L’esame obiettivo è fondamentale per capire se il paziente è affetto dal prolasso addominale o da altre condizioni che gli somigliano, come un’ernia addominale oppure un’ernia epigastrica.

Per questo motivo, quando l’esame obiettivo non è sufficiente per capire cosa sta succedendo, il medico potrebbe ritenere necessario ricorrere all’ecografo, così da andare a chiarire ogni dubbio.

Quali sono i sintomi del prolasso addominale?

Intuibilmente, per capire se siamo affetti o no dal prolasso addominale il medico dovrà valutare i segni e i sintomi con i quali si manifesta questa condizione. Sintomi che possiamo individuare anche noi stessi per capire cosa abbiamo.

Il segno che contraddistingue la diastasi addominale è una specie di cresta che si forma proprio sulla linea alba (ossia la linea che divide il muscolo destro da quello sinistro), che parte dal processo xifoideo fino ad arrivare all’ombelico.

Questa cresta sarà più evidente quando il muscolo si trova in tensione e, nel caso del neonato è facilmente individuabile soprattutto quando questo cerca di rimanere seduto.

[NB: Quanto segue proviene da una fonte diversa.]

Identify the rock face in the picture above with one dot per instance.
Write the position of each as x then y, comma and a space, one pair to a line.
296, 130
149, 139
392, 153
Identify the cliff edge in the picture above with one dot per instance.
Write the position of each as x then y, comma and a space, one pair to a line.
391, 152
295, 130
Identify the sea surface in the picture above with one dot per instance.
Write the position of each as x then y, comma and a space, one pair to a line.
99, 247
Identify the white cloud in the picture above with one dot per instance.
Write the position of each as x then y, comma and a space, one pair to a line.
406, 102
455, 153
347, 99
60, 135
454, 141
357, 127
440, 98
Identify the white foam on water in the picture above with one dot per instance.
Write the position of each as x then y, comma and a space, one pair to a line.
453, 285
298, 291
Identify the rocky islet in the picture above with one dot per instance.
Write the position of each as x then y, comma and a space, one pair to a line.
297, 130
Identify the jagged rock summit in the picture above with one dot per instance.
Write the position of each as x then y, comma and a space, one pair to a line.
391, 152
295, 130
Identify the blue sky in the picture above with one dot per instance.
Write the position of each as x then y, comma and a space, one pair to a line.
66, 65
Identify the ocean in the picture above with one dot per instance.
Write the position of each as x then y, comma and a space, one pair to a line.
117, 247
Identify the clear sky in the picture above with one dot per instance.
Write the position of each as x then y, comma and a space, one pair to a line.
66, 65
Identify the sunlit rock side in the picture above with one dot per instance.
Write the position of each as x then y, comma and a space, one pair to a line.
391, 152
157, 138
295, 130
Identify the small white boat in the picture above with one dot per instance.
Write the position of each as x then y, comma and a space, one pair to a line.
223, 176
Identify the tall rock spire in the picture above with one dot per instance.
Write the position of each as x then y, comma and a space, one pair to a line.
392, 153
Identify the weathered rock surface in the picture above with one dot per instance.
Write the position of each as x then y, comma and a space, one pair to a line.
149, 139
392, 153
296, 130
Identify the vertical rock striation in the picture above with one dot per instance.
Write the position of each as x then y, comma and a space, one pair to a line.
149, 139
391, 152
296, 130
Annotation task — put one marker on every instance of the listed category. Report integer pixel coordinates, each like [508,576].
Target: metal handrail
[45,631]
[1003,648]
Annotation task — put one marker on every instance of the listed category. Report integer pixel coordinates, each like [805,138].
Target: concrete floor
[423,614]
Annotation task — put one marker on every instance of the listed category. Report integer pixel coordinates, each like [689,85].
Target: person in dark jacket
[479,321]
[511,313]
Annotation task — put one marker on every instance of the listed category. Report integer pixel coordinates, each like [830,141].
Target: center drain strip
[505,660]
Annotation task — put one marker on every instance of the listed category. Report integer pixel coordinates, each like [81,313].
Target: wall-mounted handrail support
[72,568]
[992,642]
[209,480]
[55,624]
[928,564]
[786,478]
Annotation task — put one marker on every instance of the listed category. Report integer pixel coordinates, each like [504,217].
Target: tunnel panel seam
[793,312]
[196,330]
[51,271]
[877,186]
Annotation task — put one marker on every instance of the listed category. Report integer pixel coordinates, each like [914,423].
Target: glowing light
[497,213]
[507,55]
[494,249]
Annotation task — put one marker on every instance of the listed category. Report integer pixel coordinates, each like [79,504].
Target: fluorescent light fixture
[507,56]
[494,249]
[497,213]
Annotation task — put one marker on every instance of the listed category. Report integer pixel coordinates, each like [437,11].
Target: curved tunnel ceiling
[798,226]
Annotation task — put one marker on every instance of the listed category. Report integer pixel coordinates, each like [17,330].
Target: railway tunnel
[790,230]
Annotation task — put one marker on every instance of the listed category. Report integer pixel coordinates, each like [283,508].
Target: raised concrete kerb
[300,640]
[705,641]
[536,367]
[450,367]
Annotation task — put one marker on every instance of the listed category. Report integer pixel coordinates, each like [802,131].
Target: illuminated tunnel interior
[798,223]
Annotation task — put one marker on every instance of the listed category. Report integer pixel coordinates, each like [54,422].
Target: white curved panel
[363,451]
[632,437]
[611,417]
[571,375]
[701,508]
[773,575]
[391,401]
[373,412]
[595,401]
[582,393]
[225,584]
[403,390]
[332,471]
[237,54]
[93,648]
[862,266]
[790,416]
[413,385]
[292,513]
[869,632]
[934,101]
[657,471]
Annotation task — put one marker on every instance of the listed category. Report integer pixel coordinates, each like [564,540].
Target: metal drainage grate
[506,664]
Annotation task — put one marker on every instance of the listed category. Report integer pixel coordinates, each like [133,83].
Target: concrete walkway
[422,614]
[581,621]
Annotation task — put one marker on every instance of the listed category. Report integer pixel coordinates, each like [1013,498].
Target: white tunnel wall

Nel caso delle donne in dolce attesa la situazione è diversa. Quando una donna incinta è affetta dal prolasso addominale durante i primi tre mesi della gestazione, la cresta che caratterizza il disturbo sarà meno evidente rispetto a quanto lo sarebbe verso il termine della gravidanza.

All’inizio della gestazione, infatti, la cresta del prolasso addominale appare come un eccesso di tessuti molli e pelle. Man mano che si avvicina il termine, invece, la cresta appare come una vera e propria protuberanza che fuoriesce sulla linea alba.

A volte potrebbe addirittura capitare che, da questa protuberanza in cui si affaccia l’utero, si possa intravedere il feto. Ma come bisogna comportarsi per riportare la situazione alla normalità nel caso di un prolasso addominale? Vediamolo insieme nel prossimo paragrafo!

Cosa bisogna fare nel caso di un prolasso addominale?

In linea di massima, come abbiamo già accennato nella breve introduzione, quando un individuo è affetto da prolasso addominale la situazione non è critica e il disturbo tende a risolversi in modo del tutto spontaneo, senza il bisogno di intervenire con dei trattamenti specifici.

Generalmente, nel caso delle donne incinte, il problema della diastasi addominale si risolverà entro le 8 settimane che succedono il parto. Il tempo di guarigione potrebbe guarire se la donna si sottopone a degli esercizi di fisioterapia specifici per quel problema.

Tuttavia, a volte la situazione potrebbe essere più complicata e potrebbe essere necessario l’intervento di un chirurgo che riposizionerà il muscolo al suo posto.

Nel caso dei bambini si tratta di un intervento che viene fatto raramente in quanto potrebbe causare delle complicazioni non indifferenti per la vita del piccolo.

Ciò non esclude, però, che la chirurgia possa rappresentare l’unica soluzione e il neonato viene sottoposto ad un intervento di ernia addominale o di ernia ventrale, in base alla complicazione che si è venuta a presentare.

Nel caso delle donne incinte, invece, l’intervento chirurgico consiste nell’addominoplastica. In parole più semplici si tratta di un’operazione in cui viene praticata la sutura della linea alba che ha subito gli effetti collaterali del prolasso addominale.

Possono subentrare delle complicazioni oppure no?

Come abbiamo brevemente accennato nel paragrafo precedente, i neonati affetti da prolasso addominali potrebbero dover fare un intervento e questo accade solo quando il disturbo si complica e non si risolve in modo spontaneo.

In questi casi potrebbe infatti accadere che si formi un’ernia ventrale o un’ernia ombelicale, problemi sui quali, come abbiamo visto, si deve intervenire chirurgicamente.

Per capire se il neonato sta andando incontro a questa complicanza, dobbiamo individuare i seguenti sintomi:

  • Dolore addominale;
  • Vomito;
  • Arrossamento addominale.

Ci sono dei fattori di rischio che potrebbero determinare un prolasso addominale?

Così come accade per tante altre condizioni, anche nel caso del prolasso addominale possono esserci dei fattori che aumentano il rischio che la patologia si presenti.

Tra questi fattori ricordiamo soprattutto i seguenti:

  • La nascita prematura;
  • Un feto dal peso troppo elevato;
  • La storia personale di altre gravidanze;
  • Un’età superiore ai 35 anni;
  • Una gravidanza gemellare;
  • Il fatto che il neonato appartenga alla razza Afro-Americana.